Monday, 1 April 2013

New curriculum teaches 'more cookery and horticulture than technology'



The chairman of one of the UK's biggest companies has attacked a key plank of the new national curriculum for teaching children more about horticulture and cookery than technology.

Dick Olver, whose firm BAE Systems has shown strong support for the government's education reforms by being a partner in a new technical school, warned that "something had gone very wrong" in drafting the design and technology curriculum.

The Department for Education (DfE) has published draft curriculums for 10 secondary school subjects. Teachers have until the middle of next month to suggest changes. They will be expected to teach the new curriculums from September 2014.

Olver, who is also chair of E4E, an organisation of 36 engineering institutions, said the draft proposals for design and technology did "not meet the needs of a technologically literate society".

"Instead of introducing children to new design techniques , such as biomimicry (how we can emulate nature to solve human problems), we now have a focus on cookery. Instead of developing skills in computer-aided design, we have the introduction of horticulture. Instead of electronics and control, we have an emphasis on basic mechanical maintenance tasks," he told a conference of educators earlier this month. "In short, something has gone very wrong."

Olver said the UK was at "crisis point". "We have to double our output of engineers from the education system now. We have to increase engineering graduates from 20,000 to 40,000 each year … for the economy to stand still. This is just to keep the lights on and the infrastructure ticking over."

Engineers' advice to the DfE on the design and technology curriculum had been "completely ignored", he said.

Olver is the latest in a long line of critics of the new curriculum. Last month, Steven Mastin, who stood as a Tory candidate in the last general election and is a history teacher, said the proposed curriculumfails to offer children a broad and balanced education.
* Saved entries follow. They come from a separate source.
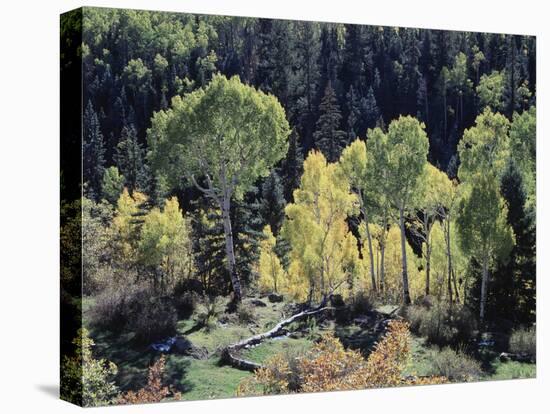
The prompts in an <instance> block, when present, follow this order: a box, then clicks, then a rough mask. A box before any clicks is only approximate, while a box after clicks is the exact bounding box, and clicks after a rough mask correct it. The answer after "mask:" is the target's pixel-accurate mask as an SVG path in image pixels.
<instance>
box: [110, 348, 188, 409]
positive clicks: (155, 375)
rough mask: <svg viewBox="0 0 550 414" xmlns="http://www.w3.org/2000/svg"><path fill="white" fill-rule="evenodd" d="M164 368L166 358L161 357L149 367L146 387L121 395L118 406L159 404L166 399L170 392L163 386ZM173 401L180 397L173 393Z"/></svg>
mask: <svg viewBox="0 0 550 414" xmlns="http://www.w3.org/2000/svg"><path fill="white" fill-rule="evenodd" d="M165 367H166V357H165V356H164V355H163V356H161V357H160V358H159V359H158V360H157V362H155V363H154V364H153V365H152V366H150V367H149V374H148V377H147V385H146V386H145V387H143V388H141V389H139V390H138V391H135V392H134V391H128V392H127V393H125V394H123V395H122V396H121V397H120V398H119V400H118V402H119V404H144V403H153V402H160V401H162V400H164V399H165V398H166V397H168V396H169V395H170V394H172V392H171V391H170V389H169V388H168V387H166V386H164V385H163V376H164V370H165ZM173 397H174V399H177V400H179V399H180V398H181V395H180V394H179V393H174V395H173Z"/></svg>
Presidents of the Royal Historical Society, the Historical Association, the higher education group History UK and senior members of the British Academy have also criticised the draft.

Olver's remarks come as teaching unions labelled the curriculum "a pub-quiz primer" with an "exhaustive list of topics and age-inappropriate concepts". Andy Stone, a teacher from Wandsworth, told the National Union of Teachers' annual conference in Liverpool that it left no opportunity for teachers to respond when pupils asked questions about stories their grandmother had told them about the war or the news story they had read on Richard III's skeletal remains.

Delegates adopted a motion stating that the curriculum would reduce "creativity and enjoyment at school, alienate young people and lead to more school absence … and disaffection".

Anne Swift, from the NUT's executive committee, said she feared teachers would be forced to make children learn facts by rote, with inspectors turning up to test the children's knowledge of the continents, chronological order of history and times tables.

"It will be … a test every week to check that the empty vessels are filling up with facts, facts and more facts, ready for the tests, tests and more tests. Why does Mr Gove want to return to a curriculum more reminiscent of yesteryear?"

A DfE spokesman said the draft national curriculum was "challenging and ambitious" and would give every child "the broad and balanced education they need to fulfil their potential".

A Department for Education spokesman said the draft design and technology curriculum would give pupils the "skills and expertise to develop the innovative and creative designs and products of the future".

"We will consider views on how we can create a curriculum that will embody high expectations and give every child the broad and balanced education they need to fulfil their potential," he said, adding that the government had engaged with academics and experts and carefully analysed the world's most successful school systems before "building a curriculum which embodies high expectations".